Sharp increase in drug overdose deaths: COVID isn’t the only thing killing us
Drug overdose deaths in Virginia were up 67 percent in the second quarter of 2020, fresh data that adds another layer to our understanding of the impact of COVID-19 on society, in this case in terms of the government response.
A report authored by Kathrin “Rosie” Hobron, the state forensic epidemiologist at the Virginia Department of Health, registered 634 drug overdose deaths in the second quarter, covering the time period April 1-June 30.
There were 380 drug overdose deaths in Virginia in the second quarter of 2019, and the average for the past three second quarters, 2017-2019, was 371.3, suggesting consistency in that data over the longer period of time, ahead of what we’re seeing in 2020.
Gov. Ralph Northam issued a statewide stay-at-home order to stem the spread of COVID-19 in mid-March, and only began lifting restrictions from that order in early May – and a number of restrictions remain in place to this day, more than eight months later.
The governor’s move precipitated a quick, dramatic increase in unemployment as businesses impacted by the stay-at-home order went on hiatus or outright closed up for good.
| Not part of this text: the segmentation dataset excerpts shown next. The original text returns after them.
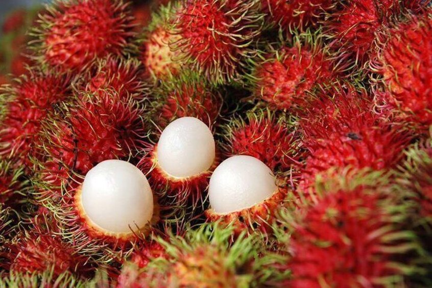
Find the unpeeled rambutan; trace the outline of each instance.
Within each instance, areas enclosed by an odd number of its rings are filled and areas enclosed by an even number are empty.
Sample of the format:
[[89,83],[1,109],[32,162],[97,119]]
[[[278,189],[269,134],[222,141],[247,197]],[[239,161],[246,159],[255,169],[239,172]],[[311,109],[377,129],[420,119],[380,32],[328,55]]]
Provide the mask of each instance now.
[[299,135],[291,119],[268,110],[247,113],[225,125],[224,144],[227,157],[249,155],[262,161],[273,172],[285,173],[300,165]]
[[299,108],[307,102],[308,92],[331,81],[336,65],[316,38],[311,35],[302,44],[297,37],[292,46],[270,46],[262,60],[254,61],[249,77],[253,96],[274,109]]
[[260,35],[262,16],[258,2],[188,0],[175,21],[173,44],[184,61],[208,78],[224,83],[238,78],[252,46]]
[[69,95],[69,83],[67,76],[35,72],[3,88],[6,102],[0,154],[17,156],[19,162],[30,165],[29,156],[38,142],[41,122]]
[[428,80],[432,77],[432,19],[427,14],[412,16],[380,37],[384,44],[371,65],[387,92],[380,100],[427,130],[432,124],[432,84]]
[[300,121],[310,151],[302,171],[303,184],[313,183],[317,174],[329,169],[394,167],[412,138],[409,132],[375,114],[364,91],[348,85],[323,92]]
[[81,71],[96,58],[121,55],[131,37],[133,17],[122,0],[73,0],[50,7],[37,32],[42,63]]
[[331,0],[261,0],[261,9],[282,29],[303,30],[316,25],[324,11],[331,8]]
[[182,63],[179,51],[171,47],[179,38],[173,27],[174,15],[179,9],[178,5],[169,4],[153,15],[141,45],[141,61],[148,76],[166,80],[180,72]]
[[283,243],[291,257],[279,266],[292,272],[285,285],[392,285],[415,271],[410,253],[421,250],[404,222],[410,204],[387,181],[380,173],[333,179],[298,214],[281,217],[292,232]]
The unemployment rate surged from 3.3 percent in March to a record 10.6 percent in April, as the labor force contracted by 141,611 and the number of unemployed increased by 308,629.
Doing the math there, that’s 450,240 people who lost their jobs in the matter of a few weeks.
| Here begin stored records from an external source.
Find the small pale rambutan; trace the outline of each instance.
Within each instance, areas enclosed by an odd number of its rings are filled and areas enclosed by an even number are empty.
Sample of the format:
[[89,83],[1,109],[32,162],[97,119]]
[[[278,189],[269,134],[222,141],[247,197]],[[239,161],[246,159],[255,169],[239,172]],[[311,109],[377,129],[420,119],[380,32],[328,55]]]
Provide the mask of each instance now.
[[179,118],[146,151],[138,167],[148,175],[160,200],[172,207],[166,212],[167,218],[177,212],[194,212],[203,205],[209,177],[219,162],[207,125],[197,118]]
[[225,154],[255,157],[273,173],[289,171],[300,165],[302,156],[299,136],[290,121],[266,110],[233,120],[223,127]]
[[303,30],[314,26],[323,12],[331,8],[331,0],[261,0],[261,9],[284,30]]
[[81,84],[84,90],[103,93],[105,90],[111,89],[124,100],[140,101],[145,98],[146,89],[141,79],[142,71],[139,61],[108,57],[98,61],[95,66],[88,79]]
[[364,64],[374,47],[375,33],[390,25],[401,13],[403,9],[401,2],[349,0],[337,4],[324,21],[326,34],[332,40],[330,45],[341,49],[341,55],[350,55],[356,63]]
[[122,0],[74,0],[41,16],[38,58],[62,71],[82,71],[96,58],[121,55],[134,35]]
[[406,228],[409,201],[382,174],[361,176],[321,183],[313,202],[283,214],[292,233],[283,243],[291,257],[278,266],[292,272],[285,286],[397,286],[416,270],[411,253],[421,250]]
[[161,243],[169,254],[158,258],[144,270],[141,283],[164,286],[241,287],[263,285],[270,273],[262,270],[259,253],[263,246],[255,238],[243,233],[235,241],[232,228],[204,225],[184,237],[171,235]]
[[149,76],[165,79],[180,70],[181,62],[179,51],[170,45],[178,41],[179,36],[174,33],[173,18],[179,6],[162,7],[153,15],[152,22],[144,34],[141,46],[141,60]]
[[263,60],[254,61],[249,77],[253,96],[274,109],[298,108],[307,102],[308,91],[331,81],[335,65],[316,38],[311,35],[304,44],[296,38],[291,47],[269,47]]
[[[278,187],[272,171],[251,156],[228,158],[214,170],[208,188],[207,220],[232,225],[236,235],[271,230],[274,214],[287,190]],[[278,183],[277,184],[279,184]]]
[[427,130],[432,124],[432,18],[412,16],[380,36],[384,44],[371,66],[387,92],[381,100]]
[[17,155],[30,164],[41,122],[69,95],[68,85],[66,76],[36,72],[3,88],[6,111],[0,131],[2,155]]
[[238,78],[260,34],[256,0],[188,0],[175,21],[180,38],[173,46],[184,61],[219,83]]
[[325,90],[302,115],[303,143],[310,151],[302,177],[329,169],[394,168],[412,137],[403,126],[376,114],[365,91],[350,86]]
The most recent data from the Virginia Employment Commission tell us that 61.8 percent of those who lost jobs in the spring have been able to go back to work, but that still leaves more than 170,000 Virginians out in the cold, probably almost literally, as we approach the winter months.
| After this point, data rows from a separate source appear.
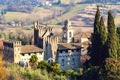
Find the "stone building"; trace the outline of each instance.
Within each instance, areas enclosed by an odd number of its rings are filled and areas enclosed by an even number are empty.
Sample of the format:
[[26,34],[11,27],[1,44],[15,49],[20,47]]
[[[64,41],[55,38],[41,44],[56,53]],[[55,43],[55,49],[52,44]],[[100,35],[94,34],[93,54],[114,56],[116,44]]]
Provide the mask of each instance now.
[[9,62],[24,64],[29,63],[32,55],[36,54],[39,58],[38,61],[44,60],[43,49],[35,45],[22,45],[21,41],[4,41],[4,56],[3,59]]
[[34,45],[44,49],[44,59],[56,59],[58,37],[52,33],[52,27],[40,26],[38,21],[34,23]]
[[81,39],[82,42],[75,42],[74,31],[69,20],[63,27],[62,42],[58,42],[58,37],[54,36],[53,29],[53,27],[39,25],[38,21],[34,22],[34,44],[23,46],[20,41],[5,41],[5,60],[14,63],[23,62],[27,65],[31,55],[36,54],[39,61],[52,59],[52,61],[58,62],[62,70],[77,70],[81,66],[80,56],[83,55],[83,42],[88,39],[84,38]]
And that’s what is maybe the scarier thing than even these numbers from this report leaves unsaid, for lack of more current data.
As the disruptions continue now into their ninth month, it’s not just those who lost their livelihoods who are being impacted.
A study released last week by the COVID-19 Consortium for Understanding the Public’s Policy Preferences Across States, a joint project involving researchers at Harvard, Northeastern, Northwestern and Rutgers, finds 47.3 percent of those ages 18-24 reporting at least moderate depression symptoms, and, alarmingly, 36.9 percent of those in that age group report having had suicidal thoughts – a tenfold increase from a study of suicide ideation conducted in 2013-2014.
Children are also being adversely impacted. A CDC study released last week reports that mental health-related emergency room visits for children were up 24 percent among 5- to 11-year-olds and 31 percent among 12- to 17-year-olds.
There are similar issues in the impacts on adolescents and young adults – from schools and colleges going to virtual learning, to disruptions in living situations, increased tensions leading to domestic situations.
Those disruptions were also precipitated by the stay-at-home orders done in the name of public health.
The data in terms of violence, mental health, suicide ideation, drug overdoses, has a long way to go to catch up to the daily case counts that get banner headlines from the news media.
Even the unclear picture that we have at this stage tells us that there’s more to public health in 2020 than COVID-19.